Nu jaagt de dood geen angst meer aan…

Hebreeën 2: 14-18
Heel veel mensen lijden een leven vol angst. Deftige woorden zijn er voor uitgevonden: agorafobie of pleinvrees, claustrofobie of engtevrees, hoogtevrees, mensenvrees. Wat een ellende allemaal. Het kan je leven zo vreselijk beheersen. De diepste angst is de angst voor de dood. Misschien hierbij ook nog: de angst voor een lange lijdensweg naar de dood toe. Sterven is iets om tegen op te zien. Zelfs de Here Jezus kende dit. Hij werd “dodelijk beangst”. Hoe komt de mens aan de dood en de angst ervoor? Door twee dingen die elkaar versterken. Bedenk: de duivel boezemt vrees in. Adam en Eva zijn voor zijn verleiding bezweken. God had gewaarschuwd: in dat geval zou de dood erop volgen. Die is dan ook gekomen. Maar het is niet zo dat je de schuld hiervan een ander in de schoenen kunt schuiven. Adam probeert Eva de schuld te geven, Eva op haar beurt de slang. Foute boel. Hoe je het wendt of keert: door de zonde is de mens in de slavernij van de dood gekomen.
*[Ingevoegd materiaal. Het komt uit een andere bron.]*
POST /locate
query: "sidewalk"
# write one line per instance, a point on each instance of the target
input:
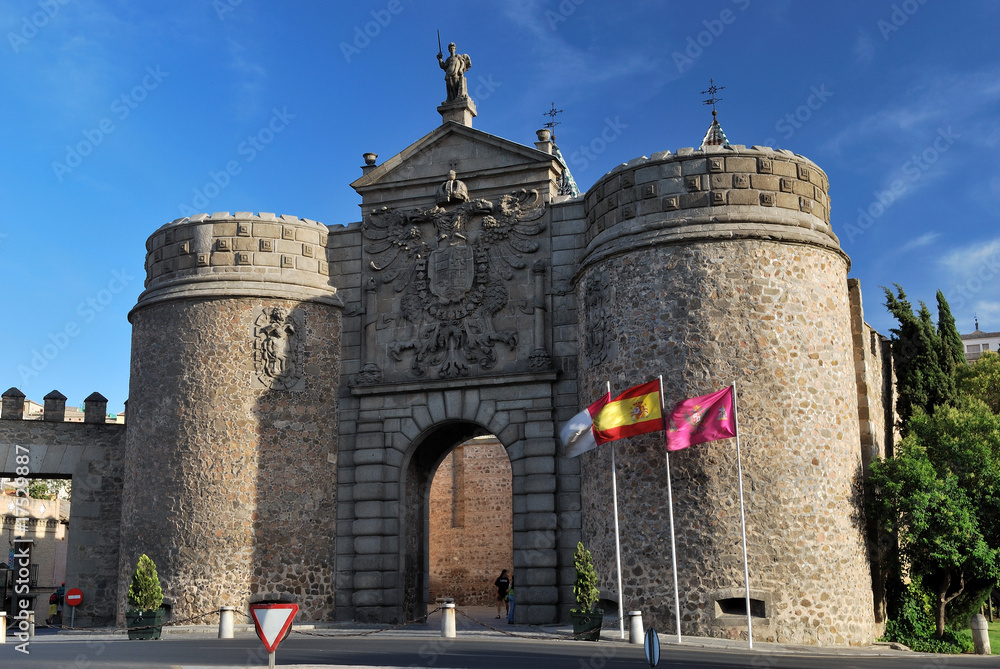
(481, 622)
Nu zouden wij kunnen zeggen: dat is toch niet onze fout? Het ligt aan onze voorouders. Zo redeneren is treden in de voetsporen van Adam en Eva. Nee: door mijn zonden sta ook ik in de schuld bij God. We komen aan de dood door verzoeking en zonde. En de angst is het gevolg van de zonde. We zijn verslaafd aan die angst. We komen er maar niet af.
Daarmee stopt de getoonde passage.